木へんに口と刀「枴」を使う熟語・言葉と読み方
「枴」は単体で「枴(つえ)」と読めますが、熟語としては「鉄枴」など、やや限られた語で出会うことが多いです。日常語では「杖」が主役なので、ここは“知識として押さえるパート”です。
| 熟語・言葉 | 読み | 意味 |
|---|---|---|
| 枴 | つえ | 体を支えるための杖 |
| 鉄枴 | てっかい | 鉄のつえ/固有名詞(伝承・人物名など)で見かけることも |
覚え方はシンプルで、まず「枴=つえ」。その上で「鉄枴(てっかい)」のように、音読みで出てくる例を一つ持っておくと忘れにくいです。
文章を書く側なら、読み手に配慮して「杖」を使い、必要があるときだけ「枴(杖)」のように補足するのが無難です。
木へんに口と刀「枴」を含む地名・用語と読み方
「枴」は、地名などの“稀少な漢字”として残っている例があります。代表的な例として、山口県美祢市の通称町名に「伊佐枴田(いさおおこだ)」が確認できます。

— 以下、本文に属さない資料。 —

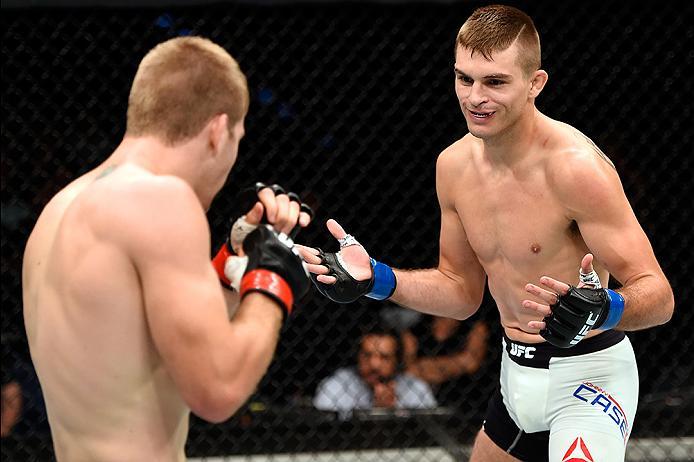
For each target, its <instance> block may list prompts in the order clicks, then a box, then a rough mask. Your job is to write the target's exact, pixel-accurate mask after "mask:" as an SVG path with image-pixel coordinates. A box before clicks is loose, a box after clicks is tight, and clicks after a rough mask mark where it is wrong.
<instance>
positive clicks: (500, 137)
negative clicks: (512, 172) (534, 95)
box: [482, 105, 542, 166]
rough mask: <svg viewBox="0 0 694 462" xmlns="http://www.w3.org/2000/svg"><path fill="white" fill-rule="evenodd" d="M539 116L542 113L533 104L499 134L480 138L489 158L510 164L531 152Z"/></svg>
mask: <svg viewBox="0 0 694 462" xmlns="http://www.w3.org/2000/svg"><path fill="white" fill-rule="evenodd" d="M541 118H542V114H541V113H540V111H538V110H537V109H536V108H535V106H534V105H533V106H531V107H530V108H528V113H527V114H523V115H522V116H521V117H520V118H519V119H518V121H517V122H516V123H515V124H513V125H512V126H510V127H508V128H507V129H506V130H505V131H504V132H503V133H501V134H499V136H497V137H494V138H490V139H485V140H482V143H483V145H484V152H485V153H486V155H487V157H488V158H489V160H490V161H492V162H494V163H498V164H505V165H508V166H511V165H513V164H515V163H517V162H519V161H520V160H522V159H524V158H525V157H526V156H527V155H528V154H529V153H531V152H532V149H531V148H532V144H533V143H534V141H535V140H536V139H537V131H538V125H539V124H540V122H541Z"/></svg>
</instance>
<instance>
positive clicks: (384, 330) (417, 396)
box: [313, 326, 437, 419]
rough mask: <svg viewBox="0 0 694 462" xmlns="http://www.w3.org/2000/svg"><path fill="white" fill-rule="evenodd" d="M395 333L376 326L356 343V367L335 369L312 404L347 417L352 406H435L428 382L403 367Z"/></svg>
mask: <svg viewBox="0 0 694 462" xmlns="http://www.w3.org/2000/svg"><path fill="white" fill-rule="evenodd" d="M403 365H404V364H403V346H402V339H401V338H400V335H399V334H398V332H397V331H396V330H394V329H391V328H385V327H381V326H378V327H376V328H374V329H372V330H369V331H367V332H365V333H364V334H363V335H362V336H361V339H360V342H359V353H358V355H357V366H356V367H345V368H341V369H338V370H337V371H336V372H335V373H334V374H333V375H331V376H329V377H327V378H326V379H324V380H323V381H322V382H321V383H320V384H319V385H318V389H317V391H316V395H315V397H314V400H313V404H314V405H315V407H316V408H318V409H320V410H326V411H338V413H339V415H340V418H343V419H344V418H349V417H351V415H352V411H353V410H355V409H374V408H385V409H422V408H434V407H436V406H437V403H436V399H435V398H434V395H433V393H432V391H431V388H430V387H429V385H428V384H427V383H426V382H424V381H423V380H421V379H418V378H417V377H414V376H412V375H410V374H409V373H407V372H405V371H404V370H403Z"/></svg>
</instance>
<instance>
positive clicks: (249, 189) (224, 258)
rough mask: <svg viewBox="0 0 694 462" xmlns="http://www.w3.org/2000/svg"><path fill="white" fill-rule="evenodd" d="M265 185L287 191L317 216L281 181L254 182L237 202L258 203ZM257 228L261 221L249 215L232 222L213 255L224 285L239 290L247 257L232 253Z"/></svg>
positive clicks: (249, 204)
mask: <svg viewBox="0 0 694 462" xmlns="http://www.w3.org/2000/svg"><path fill="white" fill-rule="evenodd" d="M263 188H270V189H271V190H272V191H273V192H274V193H275V195H276V196H277V195H279V194H287V195H288V196H289V200H290V201H294V202H297V203H299V211H300V212H305V213H307V214H308V215H309V216H310V217H311V218H313V210H312V209H311V207H309V206H308V205H307V204H305V203H303V202H301V199H300V198H299V196H298V195H297V194H295V193H293V192H289V193H286V192H285V191H284V188H282V187H281V186H280V185H278V184H273V185H269V186H268V185H266V184H265V183H261V182H257V183H255V184H254V185H253V186H251V187H249V188H246V189H244V190H243V191H241V193H240V195H239V198H238V199H237V203H238V204H239V208H240V209H241V210H250V209H251V208H252V207H253V206H254V205H255V203H256V202H257V201H258V193H259V192H260V190H261V189H263ZM261 223H267V219H266V218H265V215H263V218H262V219H261ZM256 228H257V225H254V224H251V223H248V222H247V221H246V215H242V216H241V217H240V218H238V219H237V220H236V221H234V223H233V224H232V225H231V230H230V232H229V234H228V236H227V239H226V241H225V242H224V244H222V246H221V247H220V249H219V251H218V252H217V254H216V255H215V257H214V258H213V259H212V266H213V267H214V269H215V270H216V271H217V275H218V276H219V280H220V282H221V283H222V285H223V286H224V287H226V288H227V289H230V290H238V285H239V281H240V276H241V274H243V271H244V268H245V266H244V265H245V259H243V260H240V259H238V260H237V259H235V258H232V259H230V257H236V256H237V255H238V254H239V253H241V249H242V246H243V241H244V239H245V238H246V236H248V234H249V233H251V232H252V231H253V230H255V229H256ZM300 229H301V226H300V225H299V224H298V223H297V225H296V226H295V227H294V229H292V231H291V233H290V234H289V237H290V238H291V239H294V238H295V237H296V235H297V234H298V233H299V231H300Z"/></svg>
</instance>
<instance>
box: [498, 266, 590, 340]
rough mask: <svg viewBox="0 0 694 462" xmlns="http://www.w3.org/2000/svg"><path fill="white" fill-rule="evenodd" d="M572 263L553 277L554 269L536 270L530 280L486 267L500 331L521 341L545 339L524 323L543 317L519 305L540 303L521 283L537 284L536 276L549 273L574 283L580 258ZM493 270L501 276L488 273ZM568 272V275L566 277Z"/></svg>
mask: <svg viewBox="0 0 694 462" xmlns="http://www.w3.org/2000/svg"><path fill="white" fill-rule="evenodd" d="M576 262H577V263H576V264H575V265H574V266H575V268H573V271H567V270H564V271H559V273H565V274H561V275H560V276H556V274H557V272H552V271H549V272H547V273H543V274H539V273H538V276H537V277H534V278H532V279H524V278H523V277H522V276H523V274H525V273H524V272H513V273H515V274H511V273H510V272H509V271H503V270H502V271H495V270H494V269H491V270H489V269H488V270H487V271H488V272H487V274H488V275H489V278H488V280H489V291H490V293H491V295H492V297H493V298H494V300H495V302H496V305H497V307H498V309H499V316H500V320H501V325H502V327H503V328H504V332H505V334H506V336H507V337H508V338H510V339H511V340H515V341H517V342H522V343H541V342H545V339H544V338H543V337H542V336H541V335H540V334H539V330H538V329H532V328H530V327H529V326H528V322H530V321H541V320H542V318H543V316H542V315H541V314H540V313H538V312H536V311H535V310H532V309H529V308H525V307H523V306H522V302H523V300H534V301H537V302H539V303H544V302H543V301H542V300H539V299H538V298H537V297H535V296H534V295H531V294H530V293H528V292H526V291H525V286H526V285H527V284H528V283H533V284H536V285H538V286H540V284H539V278H540V276H543V275H548V276H549V275H552V277H554V278H555V279H558V280H562V281H567V282H568V283H571V284H576V281H574V279H577V273H578V265H579V263H580V257H579V258H578V260H576ZM492 266H494V265H492ZM555 266H556V265H555ZM566 266H568V265H566ZM496 273H502V274H503V276H502V277H493V276H492V275H494V274H496ZM569 273H572V274H571V275H570V276H569ZM601 278H602V275H601ZM598 333H599V332H598V331H591V332H589V333H588V335H587V336H586V337H592V336H594V335H597V334H598Z"/></svg>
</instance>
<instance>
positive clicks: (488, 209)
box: [302, 6, 674, 462]
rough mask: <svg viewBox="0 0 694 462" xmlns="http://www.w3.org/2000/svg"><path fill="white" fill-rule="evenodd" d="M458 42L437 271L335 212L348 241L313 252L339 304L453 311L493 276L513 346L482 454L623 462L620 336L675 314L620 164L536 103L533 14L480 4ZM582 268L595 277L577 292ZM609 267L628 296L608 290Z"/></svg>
mask: <svg viewBox="0 0 694 462" xmlns="http://www.w3.org/2000/svg"><path fill="white" fill-rule="evenodd" d="M455 51H456V53H455V66H454V72H455V92H456V95H457V97H458V100H459V102H460V107H461V109H462V111H463V115H464V116H465V120H466V122H467V126H468V130H469V134H467V135H466V136H464V137H463V138H462V139H460V140H458V141H456V142H455V143H453V144H452V145H451V146H450V147H448V148H447V149H445V150H444V151H443V152H442V153H441V155H440V156H439V158H438V162H437V168H436V184H437V194H438V198H439V204H440V208H441V231H440V256H439V263H438V267H436V268H434V269H426V270H412V271H410V270H398V269H391V268H390V267H388V266H387V265H385V264H383V263H380V262H377V261H375V260H373V259H371V260H370V258H369V255H368V254H367V252H366V251H365V250H364V248H363V247H362V246H361V245H359V243H358V242H357V241H356V240H355V239H354V238H353V237H352V236H350V235H347V234H346V233H345V231H344V230H343V229H342V227H341V226H340V225H338V224H337V222H335V221H334V220H330V221H328V229H329V230H330V232H331V233H332V235H333V236H334V237H335V238H336V239H338V240H339V241H340V251H339V252H338V253H326V252H322V251H320V250H319V249H313V248H309V247H305V248H303V249H302V253H303V254H304V258H305V259H306V261H307V262H308V263H311V264H310V265H309V270H310V271H311V272H312V273H314V274H315V275H316V276H315V282H316V285H317V287H318V289H319V290H320V291H321V292H322V293H323V294H325V295H327V296H328V297H330V298H331V299H333V300H335V301H339V302H348V301H351V300H354V299H356V298H357V297H358V296H361V295H367V296H370V297H372V298H377V299H385V298H388V297H390V298H391V300H393V301H395V302H397V303H399V304H401V305H404V306H407V307H411V308H413V309H416V310H419V311H421V312H425V313H431V314H435V315H442V316H449V317H452V318H456V319H465V318H467V317H469V316H470V315H471V314H472V313H474V312H475V311H476V310H477V309H478V307H479V305H480V302H481V300H482V295H483V289H484V285H485V278H486V279H487V280H488V284H489V289H490V291H491V293H492V295H493V296H494V298H495V300H496V303H497V305H498V307H499V313H500V319H501V324H502V325H503V328H504V333H505V335H504V337H505V338H504V350H505V352H504V354H503V356H502V363H501V383H500V389H499V391H498V392H497V393H496V394H495V396H493V397H492V398H491V400H490V403H489V407H488V411H487V415H486V419H485V423H484V426H483V428H482V430H481V431H480V432H479V434H478V436H477V438H476V441H475V445H474V449H473V455H472V460H473V461H484V462H489V461H505V460H516V459H521V460H531V461H540V460H548V459H549V460H551V461H565V460H569V459H570V460H595V461H617V460H622V459H623V457H624V454H625V444H626V441H627V439H628V437H629V434H630V431H631V425H632V423H633V420H634V412H635V411H636V404H637V396H638V375H637V368H636V362H635V358H634V354H633V350H632V347H631V344H630V343H629V339H628V338H627V337H626V336H625V335H624V331H628V330H636V329H644V328H647V327H650V326H654V325H658V324H663V323H665V322H667V321H668V320H669V319H670V317H671V316H672V312H673V306H674V301H673V294H672V291H671V289H670V286H669V284H668V282H667V280H666V278H665V276H664V274H663V272H662V270H661V269H660V266H659V265H658V262H657V261H656V258H655V256H654V254H653V250H652V248H651V245H650V243H649V241H648V239H647V237H646V235H645V234H644V232H643V230H642V229H641V227H640V225H639V223H638V221H637V219H636V217H635V216H634V213H633V212H632V209H631V207H630V205H629V203H628V201H627V199H626V197H625V194H624V191H623V189H622V186H621V183H620V180H619V177H618V175H617V172H616V170H615V167H614V165H613V164H612V162H610V160H609V159H608V158H607V157H606V156H605V155H604V154H603V153H602V152H601V151H600V150H599V149H598V148H597V147H596V145H595V144H593V142H592V141H591V140H590V139H588V138H587V137H586V136H584V135H583V134H582V133H580V132H579V131H578V130H576V129H575V128H573V127H571V126H569V125H567V124H564V123H561V122H559V121H556V120H552V119H550V118H549V117H547V116H545V115H543V114H542V113H540V112H539V111H538V110H537V108H536V107H535V99H536V98H537V96H538V95H539V94H540V92H541V91H542V89H543V87H544V86H545V83H546V82H547V73H546V72H545V71H543V70H541V69H540V42H539V37H538V34H537V31H536V29H535V27H534V25H533V22H532V20H531V19H530V18H529V17H528V16H527V15H526V14H525V13H523V12H521V11H519V10H517V9H515V8H511V7H506V6H487V7H483V8H480V9H477V10H475V11H474V12H473V14H472V15H471V16H470V18H469V19H468V20H467V21H466V22H465V24H463V26H462V28H461V29H460V32H459V34H458V36H457V40H456V47H455ZM593 255H594V256H595V260H593ZM579 263H580V267H581V271H582V272H583V273H585V274H586V275H588V276H587V278H588V279H587V280H586V281H585V282H584V283H583V284H581V285H582V286H583V285H584V284H586V283H588V285H585V286H583V287H581V288H576V287H573V285H576V284H577V283H578V282H579V281H578V278H577V275H576V266H577V265H578V264H579ZM593 269H595V272H596V273H593V278H591V277H590V274H591V272H592V270H593ZM610 275H612V276H613V277H614V278H615V279H616V280H617V281H619V282H620V283H621V284H622V287H621V288H620V289H619V290H618V291H612V290H607V289H604V288H601V286H600V283H602V285H603V286H606V285H607V281H608V278H609V277H610ZM570 284H571V285H572V286H570Z"/></svg>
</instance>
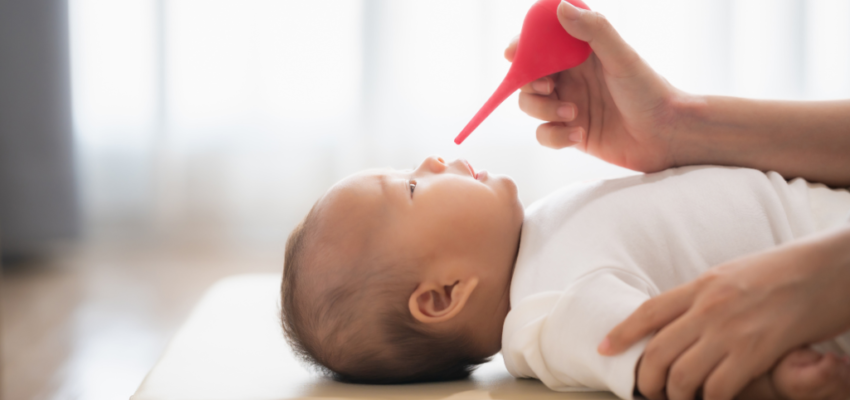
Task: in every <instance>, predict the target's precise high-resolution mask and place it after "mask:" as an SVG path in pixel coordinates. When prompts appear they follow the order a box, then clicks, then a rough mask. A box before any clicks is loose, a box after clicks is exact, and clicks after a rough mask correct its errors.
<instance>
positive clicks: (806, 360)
mask: <svg viewBox="0 0 850 400" xmlns="http://www.w3.org/2000/svg"><path fill="white" fill-rule="evenodd" d="M735 398H736V399H740V400H847V399H850V362H848V358H847V357H846V356H844V357H841V356H837V355H835V354H833V353H829V354H821V353H818V352H816V351H814V350H811V349H799V350H794V351H792V352H791V353H788V354H787V355H786V356H785V357H783V358H782V360H780V361H779V363H778V364H776V367H774V368H773V371H772V372H770V373H769V374H768V375H764V376H762V377H760V378H758V379H756V380H755V381H753V382H751V383H750V384H749V385H748V386H747V388H746V389H744V391H742V392H741V393H740V394H738V396H736V397H735Z"/></svg>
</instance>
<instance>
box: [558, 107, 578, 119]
mask: <svg viewBox="0 0 850 400" xmlns="http://www.w3.org/2000/svg"><path fill="white" fill-rule="evenodd" d="M558 116H559V117H561V118H563V119H566V120H568V121H572V119H573V118H575V116H576V113H575V109H573V106H571V105H569V104H564V105H562V106H560V107H558Z"/></svg>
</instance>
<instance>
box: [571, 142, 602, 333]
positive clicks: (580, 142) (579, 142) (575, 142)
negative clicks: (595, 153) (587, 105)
mask: <svg viewBox="0 0 850 400" xmlns="http://www.w3.org/2000/svg"><path fill="white" fill-rule="evenodd" d="M567 137H568V138H569V139H570V141H571V142H574V143H581V137H582V134H581V129H576V130H575V131H573V133H571V134H570V135H569V136H567ZM603 344H604V345H606V347H605V348H606V349H607V348H608V347H610V346H611V344H610V343H608V338H607V337H606V338H605V340H603V341H602V343H600V344H599V346H600V347H602V345H603Z"/></svg>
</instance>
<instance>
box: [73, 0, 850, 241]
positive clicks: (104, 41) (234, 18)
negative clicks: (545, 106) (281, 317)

こうした地名は、地域の歴史・方言・旧字が絡むことが多く、読みが想像しにくいのが普通です。だからこそ、地名で見つけたら自治体の公式表記や地図サービスのルビで確認するのが確実です。
地名・用語で見かけたら
- まずはコピペ検索(字形が似ていると手入力が難しい)
- 「枴 つえ」など意味とセットで検索して判別
- 地名は自治体・公的地図で読みを確定
「枴」はレア字ですが、地名や固有名詞で突然出てくるタイプの漢字。読み方と意味をワンセットで覚えておくと、遭遇したときに強いです。